Ce que d'aucuns voient comme de l'instabilité, d'autres le perçoivent comme une manière de connaître un peu de tout sur tout et une grande capacité d'apprentissage rapide et d'adaptation. Savoir se débrouiller dans n'importe quelle condition est un atout majeur dans une époque où tout va vite et où on est confronté à un tas de situations différentes. Une personne polyvalente peut facilement faire le travail de 2 employés, voire 3 et elle le fait volontiers contre compensation.
Aujourd'hui la génération z a, à contrario, cette culture d'au moins on en fait, au mieux c'est mais a également cette exigence d'être bien rémunérée avec un maximum d'avantages extra-légaux. Cette génération est née avec Internet mais est incapable de faire fonctionner un percolateur. Elle a la flemme et veux tout tout de suite. Dire qu'elle est à la recherche du bonheur est un raccourci facile. On l'appelle aussi la génération silencieuse ou la génération C pour Communication. Ambitieuse mais pas débrouillarde. La faute aux parents.
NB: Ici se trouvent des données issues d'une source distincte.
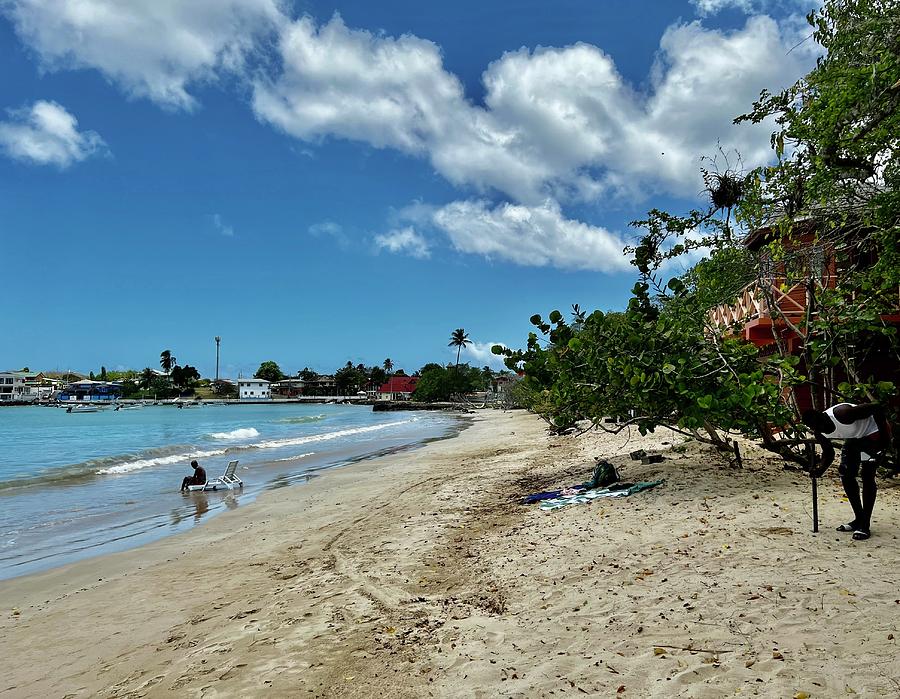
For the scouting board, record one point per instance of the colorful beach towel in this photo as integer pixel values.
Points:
(589, 495)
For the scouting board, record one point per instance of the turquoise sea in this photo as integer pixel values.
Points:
(77, 485)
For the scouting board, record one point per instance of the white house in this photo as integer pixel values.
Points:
(254, 389)
(20, 386)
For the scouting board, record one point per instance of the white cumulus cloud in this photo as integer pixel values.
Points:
(558, 122)
(404, 241)
(152, 49)
(535, 236)
(46, 134)
(711, 7)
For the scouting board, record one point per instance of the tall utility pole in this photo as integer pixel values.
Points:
(218, 340)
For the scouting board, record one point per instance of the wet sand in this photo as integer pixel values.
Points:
(419, 575)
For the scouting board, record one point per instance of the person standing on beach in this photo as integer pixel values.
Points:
(864, 430)
(199, 477)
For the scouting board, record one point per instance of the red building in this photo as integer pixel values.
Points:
(774, 309)
(398, 388)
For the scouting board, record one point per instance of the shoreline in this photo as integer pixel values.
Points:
(420, 574)
(197, 509)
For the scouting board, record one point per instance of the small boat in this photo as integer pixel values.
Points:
(82, 409)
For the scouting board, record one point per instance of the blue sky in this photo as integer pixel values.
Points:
(319, 182)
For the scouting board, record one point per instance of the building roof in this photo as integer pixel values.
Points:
(399, 384)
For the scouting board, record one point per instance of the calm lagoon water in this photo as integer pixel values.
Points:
(76, 485)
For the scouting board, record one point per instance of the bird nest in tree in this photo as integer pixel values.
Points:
(725, 190)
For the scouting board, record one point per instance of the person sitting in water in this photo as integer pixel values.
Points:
(199, 477)
(864, 430)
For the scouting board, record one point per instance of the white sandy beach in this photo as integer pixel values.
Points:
(419, 575)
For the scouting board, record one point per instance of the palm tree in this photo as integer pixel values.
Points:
(167, 361)
(459, 339)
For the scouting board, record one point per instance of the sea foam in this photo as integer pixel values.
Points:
(159, 461)
(240, 433)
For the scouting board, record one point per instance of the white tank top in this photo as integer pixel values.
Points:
(855, 430)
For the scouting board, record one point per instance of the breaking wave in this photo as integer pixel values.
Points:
(301, 420)
(241, 433)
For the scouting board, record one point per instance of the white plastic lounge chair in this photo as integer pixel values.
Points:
(227, 480)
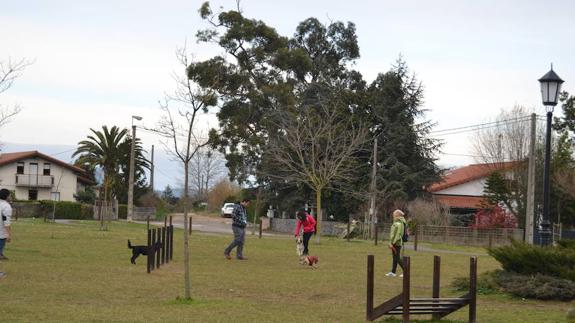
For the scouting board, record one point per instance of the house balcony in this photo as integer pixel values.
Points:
(34, 180)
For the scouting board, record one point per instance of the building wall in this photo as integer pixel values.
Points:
(64, 180)
(473, 188)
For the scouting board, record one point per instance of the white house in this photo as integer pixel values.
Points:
(462, 189)
(35, 176)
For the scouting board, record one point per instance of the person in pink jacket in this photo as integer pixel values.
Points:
(308, 223)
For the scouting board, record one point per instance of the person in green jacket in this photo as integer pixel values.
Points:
(396, 241)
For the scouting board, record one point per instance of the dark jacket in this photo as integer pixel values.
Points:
(239, 216)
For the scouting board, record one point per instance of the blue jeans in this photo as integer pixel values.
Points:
(239, 238)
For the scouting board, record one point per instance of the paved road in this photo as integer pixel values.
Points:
(210, 224)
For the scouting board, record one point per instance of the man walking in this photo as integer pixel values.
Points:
(5, 218)
(396, 241)
(240, 221)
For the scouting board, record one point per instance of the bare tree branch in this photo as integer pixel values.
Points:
(9, 72)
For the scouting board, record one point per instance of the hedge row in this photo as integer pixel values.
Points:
(66, 210)
(529, 259)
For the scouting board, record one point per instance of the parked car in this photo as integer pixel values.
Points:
(227, 210)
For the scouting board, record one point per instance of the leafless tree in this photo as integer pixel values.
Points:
(315, 146)
(178, 124)
(205, 167)
(507, 139)
(9, 71)
(565, 179)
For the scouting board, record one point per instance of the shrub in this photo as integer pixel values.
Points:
(528, 259)
(527, 286)
(62, 209)
(566, 243)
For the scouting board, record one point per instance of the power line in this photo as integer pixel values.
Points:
(482, 124)
(477, 127)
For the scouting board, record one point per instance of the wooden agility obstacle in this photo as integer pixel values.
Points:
(404, 305)
(164, 254)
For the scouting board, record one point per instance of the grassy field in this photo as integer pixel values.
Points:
(75, 273)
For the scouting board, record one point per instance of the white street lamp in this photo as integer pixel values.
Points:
(550, 87)
(132, 171)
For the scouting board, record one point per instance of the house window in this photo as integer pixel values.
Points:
(20, 168)
(46, 169)
(32, 195)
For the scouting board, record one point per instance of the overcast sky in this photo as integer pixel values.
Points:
(100, 62)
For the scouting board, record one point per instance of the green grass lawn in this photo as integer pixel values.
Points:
(76, 273)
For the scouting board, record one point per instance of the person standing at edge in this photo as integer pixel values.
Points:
(240, 221)
(396, 241)
(308, 223)
(5, 231)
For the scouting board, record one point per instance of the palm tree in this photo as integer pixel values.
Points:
(120, 187)
(103, 150)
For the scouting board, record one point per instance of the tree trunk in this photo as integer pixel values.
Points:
(186, 237)
(319, 217)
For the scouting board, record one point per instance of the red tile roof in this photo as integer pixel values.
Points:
(459, 201)
(468, 173)
(8, 158)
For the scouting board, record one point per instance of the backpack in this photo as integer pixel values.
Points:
(405, 236)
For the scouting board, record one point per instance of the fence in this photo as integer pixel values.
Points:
(160, 245)
(143, 213)
(426, 233)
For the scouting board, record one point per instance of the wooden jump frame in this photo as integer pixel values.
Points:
(403, 304)
(165, 253)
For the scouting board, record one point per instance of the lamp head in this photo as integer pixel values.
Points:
(550, 88)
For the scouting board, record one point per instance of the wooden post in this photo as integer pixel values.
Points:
(148, 266)
(171, 241)
(369, 303)
(473, 289)
(260, 236)
(405, 293)
(158, 251)
(163, 245)
(416, 237)
(436, 281)
(152, 255)
(348, 227)
(168, 244)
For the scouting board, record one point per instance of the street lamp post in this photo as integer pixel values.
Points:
(550, 87)
(132, 170)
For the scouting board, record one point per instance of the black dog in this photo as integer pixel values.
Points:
(142, 250)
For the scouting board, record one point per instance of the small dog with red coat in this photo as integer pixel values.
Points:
(310, 261)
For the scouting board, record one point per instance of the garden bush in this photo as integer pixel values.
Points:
(63, 210)
(537, 286)
(528, 259)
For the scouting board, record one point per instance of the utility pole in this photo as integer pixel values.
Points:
(373, 192)
(152, 171)
(132, 170)
(529, 216)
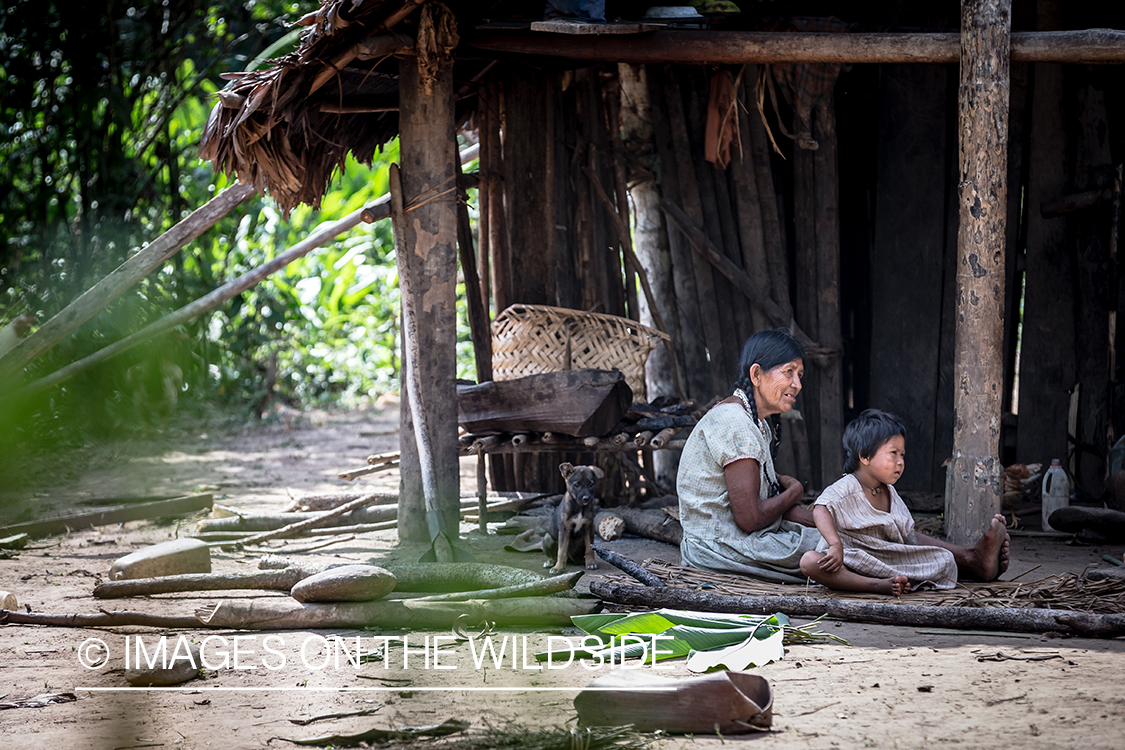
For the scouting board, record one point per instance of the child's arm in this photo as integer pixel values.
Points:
(834, 558)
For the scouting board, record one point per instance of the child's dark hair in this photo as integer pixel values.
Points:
(766, 349)
(866, 433)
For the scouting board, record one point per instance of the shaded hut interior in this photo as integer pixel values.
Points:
(838, 204)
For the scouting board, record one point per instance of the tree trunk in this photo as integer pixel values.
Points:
(982, 198)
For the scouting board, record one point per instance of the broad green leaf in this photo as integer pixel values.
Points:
(752, 652)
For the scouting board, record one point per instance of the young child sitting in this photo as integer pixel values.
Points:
(869, 538)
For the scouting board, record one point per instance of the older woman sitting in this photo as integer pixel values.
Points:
(738, 514)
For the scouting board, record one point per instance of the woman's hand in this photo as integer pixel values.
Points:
(833, 559)
(791, 485)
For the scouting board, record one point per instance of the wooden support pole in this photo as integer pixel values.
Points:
(982, 104)
(737, 47)
(829, 376)
(426, 247)
(753, 290)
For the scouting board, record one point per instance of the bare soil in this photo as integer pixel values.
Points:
(892, 687)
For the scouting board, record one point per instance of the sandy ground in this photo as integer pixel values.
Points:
(890, 687)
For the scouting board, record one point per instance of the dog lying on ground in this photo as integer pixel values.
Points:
(570, 531)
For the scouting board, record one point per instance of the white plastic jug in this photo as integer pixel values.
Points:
(1055, 491)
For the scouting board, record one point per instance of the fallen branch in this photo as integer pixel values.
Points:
(102, 619)
(628, 566)
(1027, 621)
(543, 587)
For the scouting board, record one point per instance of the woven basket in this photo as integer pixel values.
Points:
(532, 339)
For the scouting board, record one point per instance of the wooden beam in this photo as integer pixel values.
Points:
(738, 47)
(982, 104)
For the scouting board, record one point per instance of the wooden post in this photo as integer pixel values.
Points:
(982, 104)
(650, 242)
(428, 263)
(136, 268)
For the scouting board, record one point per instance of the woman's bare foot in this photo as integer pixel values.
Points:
(990, 556)
(898, 586)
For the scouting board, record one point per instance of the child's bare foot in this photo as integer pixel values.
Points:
(894, 586)
(989, 557)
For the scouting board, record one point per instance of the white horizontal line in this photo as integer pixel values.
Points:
(372, 689)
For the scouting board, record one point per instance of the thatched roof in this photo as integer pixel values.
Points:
(284, 128)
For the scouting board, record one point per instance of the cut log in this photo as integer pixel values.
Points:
(576, 403)
(136, 268)
(978, 619)
(120, 514)
(408, 614)
(266, 580)
(609, 525)
(651, 524)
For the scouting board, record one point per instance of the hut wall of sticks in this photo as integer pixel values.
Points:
(807, 165)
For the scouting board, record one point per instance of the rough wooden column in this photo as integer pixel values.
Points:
(428, 153)
(982, 104)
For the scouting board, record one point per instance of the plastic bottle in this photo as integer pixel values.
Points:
(1055, 491)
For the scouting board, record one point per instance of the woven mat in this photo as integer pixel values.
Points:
(1063, 592)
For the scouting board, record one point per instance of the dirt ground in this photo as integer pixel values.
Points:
(889, 687)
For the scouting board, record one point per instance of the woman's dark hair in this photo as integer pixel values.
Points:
(866, 433)
(766, 349)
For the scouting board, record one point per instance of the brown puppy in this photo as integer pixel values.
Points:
(570, 530)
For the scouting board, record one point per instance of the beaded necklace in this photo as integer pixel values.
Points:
(774, 487)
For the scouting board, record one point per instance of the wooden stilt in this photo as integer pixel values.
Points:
(986, 27)
(426, 245)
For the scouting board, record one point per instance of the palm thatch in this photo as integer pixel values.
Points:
(285, 128)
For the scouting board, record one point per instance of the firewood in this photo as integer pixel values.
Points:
(543, 587)
(609, 525)
(655, 525)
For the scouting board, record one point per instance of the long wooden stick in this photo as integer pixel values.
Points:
(377, 209)
(125, 276)
(116, 619)
(321, 520)
(1025, 621)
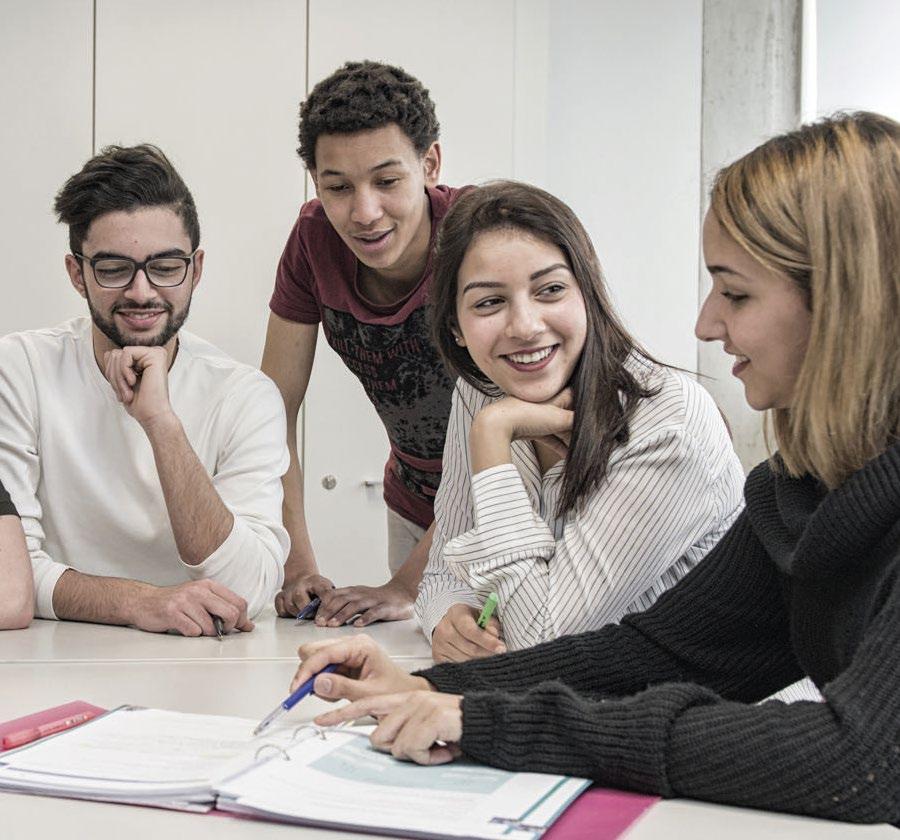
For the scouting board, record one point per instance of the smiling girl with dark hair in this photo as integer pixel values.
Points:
(581, 478)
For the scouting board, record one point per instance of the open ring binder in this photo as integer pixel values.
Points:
(308, 775)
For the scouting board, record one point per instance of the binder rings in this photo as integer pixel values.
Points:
(303, 775)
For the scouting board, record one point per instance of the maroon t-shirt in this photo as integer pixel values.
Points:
(386, 347)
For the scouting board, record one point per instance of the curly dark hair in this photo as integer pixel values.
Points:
(363, 95)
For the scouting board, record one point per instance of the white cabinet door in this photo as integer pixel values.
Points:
(45, 135)
(216, 84)
(463, 52)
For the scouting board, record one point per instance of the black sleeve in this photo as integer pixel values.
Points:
(722, 626)
(839, 759)
(7, 508)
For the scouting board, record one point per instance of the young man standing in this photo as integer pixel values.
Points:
(144, 462)
(359, 261)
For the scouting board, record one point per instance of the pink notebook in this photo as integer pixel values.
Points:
(46, 716)
(599, 814)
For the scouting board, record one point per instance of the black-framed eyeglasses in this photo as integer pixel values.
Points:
(119, 272)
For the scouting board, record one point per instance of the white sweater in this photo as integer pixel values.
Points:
(670, 493)
(82, 475)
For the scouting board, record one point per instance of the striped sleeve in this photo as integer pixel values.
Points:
(440, 589)
(7, 508)
(669, 495)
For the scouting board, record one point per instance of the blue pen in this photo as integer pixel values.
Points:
(310, 610)
(291, 701)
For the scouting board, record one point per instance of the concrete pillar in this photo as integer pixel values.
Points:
(751, 90)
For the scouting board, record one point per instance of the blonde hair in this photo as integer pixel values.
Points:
(822, 205)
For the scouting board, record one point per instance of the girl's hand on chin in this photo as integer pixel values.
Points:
(525, 420)
(509, 419)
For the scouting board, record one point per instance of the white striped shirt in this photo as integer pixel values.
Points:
(670, 493)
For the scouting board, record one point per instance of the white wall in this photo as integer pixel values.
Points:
(623, 149)
(45, 136)
(858, 56)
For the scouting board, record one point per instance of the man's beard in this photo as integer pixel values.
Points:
(174, 322)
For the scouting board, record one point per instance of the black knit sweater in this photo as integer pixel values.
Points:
(804, 583)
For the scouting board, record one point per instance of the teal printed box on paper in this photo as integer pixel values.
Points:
(356, 761)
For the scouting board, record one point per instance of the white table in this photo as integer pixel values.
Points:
(246, 675)
(273, 638)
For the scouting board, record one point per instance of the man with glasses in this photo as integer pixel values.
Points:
(144, 462)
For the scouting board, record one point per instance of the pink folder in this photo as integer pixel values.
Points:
(46, 716)
(599, 814)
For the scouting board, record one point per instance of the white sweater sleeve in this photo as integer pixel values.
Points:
(440, 589)
(628, 541)
(252, 458)
(20, 466)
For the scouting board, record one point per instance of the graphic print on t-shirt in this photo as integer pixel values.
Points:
(404, 378)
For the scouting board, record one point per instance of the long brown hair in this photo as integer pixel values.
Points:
(605, 392)
(822, 205)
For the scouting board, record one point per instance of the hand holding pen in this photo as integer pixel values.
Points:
(288, 703)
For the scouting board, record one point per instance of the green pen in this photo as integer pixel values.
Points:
(489, 606)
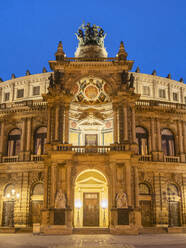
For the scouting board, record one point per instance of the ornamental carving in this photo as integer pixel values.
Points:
(91, 90)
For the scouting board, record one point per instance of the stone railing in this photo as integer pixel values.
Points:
(145, 158)
(10, 159)
(37, 158)
(90, 149)
(160, 104)
(171, 159)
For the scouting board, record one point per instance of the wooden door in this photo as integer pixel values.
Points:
(36, 211)
(91, 209)
(146, 213)
(91, 140)
(174, 213)
(8, 213)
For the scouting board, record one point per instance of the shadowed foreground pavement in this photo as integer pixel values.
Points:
(93, 241)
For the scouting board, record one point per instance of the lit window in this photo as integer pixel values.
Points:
(167, 142)
(20, 93)
(14, 142)
(146, 90)
(7, 96)
(36, 91)
(40, 140)
(175, 96)
(162, 93)
(142, 140)
(144, 189)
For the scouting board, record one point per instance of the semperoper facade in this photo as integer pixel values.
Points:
(92, 146)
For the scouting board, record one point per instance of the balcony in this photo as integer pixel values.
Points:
(91, 149)
(37, 158)
(10, 159)
(171, 159)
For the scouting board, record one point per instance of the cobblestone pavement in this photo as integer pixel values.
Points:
(93, 241)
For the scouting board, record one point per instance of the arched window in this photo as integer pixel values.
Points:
(167, 141)
(173, 205)
(37, 195)
(40, 140)
(145, 200)
(144, 189)
(172, 190)
(142, 140)
(8, 206)
(38, 189)
(14, 142)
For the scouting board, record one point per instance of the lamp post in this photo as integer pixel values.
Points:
(104, 205)
(78, 205)
(11, 196)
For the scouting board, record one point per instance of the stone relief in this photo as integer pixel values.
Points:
(121, 200)
(60, 200)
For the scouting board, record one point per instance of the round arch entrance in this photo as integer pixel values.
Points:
(91, 199)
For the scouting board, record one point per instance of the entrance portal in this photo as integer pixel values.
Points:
(91, 200)
(91, 209)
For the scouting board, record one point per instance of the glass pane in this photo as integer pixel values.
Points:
(17, 147)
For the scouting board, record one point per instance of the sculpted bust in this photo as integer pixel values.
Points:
(121, 200)
(60, 200)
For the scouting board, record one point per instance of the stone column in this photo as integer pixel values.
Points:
(28, 140)
(69, 186)
(125, 123)
(66, 124)
(23, 135)
(184, 136)
(180, 140)
(57, 123)
(158, 135)
(158, 138)
(157, 198)
(113, 188)
(128, 182)
(46, 182)
(115, 124)
(62, 124)
(136, 187)
(133, 126)
(53, 184)
(49, 125)
(1, 139)
(153, 136)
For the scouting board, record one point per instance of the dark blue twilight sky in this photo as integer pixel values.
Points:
(153, 31)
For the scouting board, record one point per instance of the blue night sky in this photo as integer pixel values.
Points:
(154, 32)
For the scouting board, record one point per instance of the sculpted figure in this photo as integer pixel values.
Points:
(124, 77)
(121, 200)
(131, 85)
(60, 201)
(51, 80)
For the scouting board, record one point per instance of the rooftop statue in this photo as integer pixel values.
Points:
(90, 35)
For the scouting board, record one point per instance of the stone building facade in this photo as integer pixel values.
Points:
(92, 144)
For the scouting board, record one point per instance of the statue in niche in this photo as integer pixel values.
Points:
(131, 85)
(121, 200)
(60, 200)
(124, 77)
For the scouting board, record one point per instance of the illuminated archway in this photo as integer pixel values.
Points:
(91, 199)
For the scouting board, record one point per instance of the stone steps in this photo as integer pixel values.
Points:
(146, 230)
(91, 230)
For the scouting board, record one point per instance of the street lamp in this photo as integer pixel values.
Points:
(12, 195)
(78, 205)
(104, 205)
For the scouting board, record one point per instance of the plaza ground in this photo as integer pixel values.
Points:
(28, 240)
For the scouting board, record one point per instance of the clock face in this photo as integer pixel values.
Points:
(91, 90)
Du temps de ma maman, les enfants n'étaient pas bien et pas assez considérés, ensuite ça a été mieux et plus équilibré, puis il y a eu l'enfant-roi. Pour lequel on fait tout, on donne tout, on le conduit partout...et on en fait un assisté. Par facilité. Par soucis de tranquillité. Par lâcheté. Par égoïsme.
"On ne peut donner que deux choses à ses enfants: des racines et des ailes".
C'est le deuxième lockdown qu'on vit en Belgique. Et c'est la deuxième fois que j'observe la façon dont les gens réagissent. Le monde court à sa perte et ça ne m'étonne pas. Il n'y a plus d'ambiance sur les lieux de travail, pas davantage de formations, d'investissement sur les travailleurs, ni d'esprit d'équipe, de reconnaissance ou d'entraide. Les familles ne connaissent plus les jeux de société ni les vrais échanges et discussions. Tout le monde fuit son quotidien sans jamais être rassasié, blasé. De quoi, on ne sait pas.
"Si tu veux connaître quelqu'un, n'écoute pas ce qu'il dit. Mais regarde ce qu'il fait." Dalaï Lama.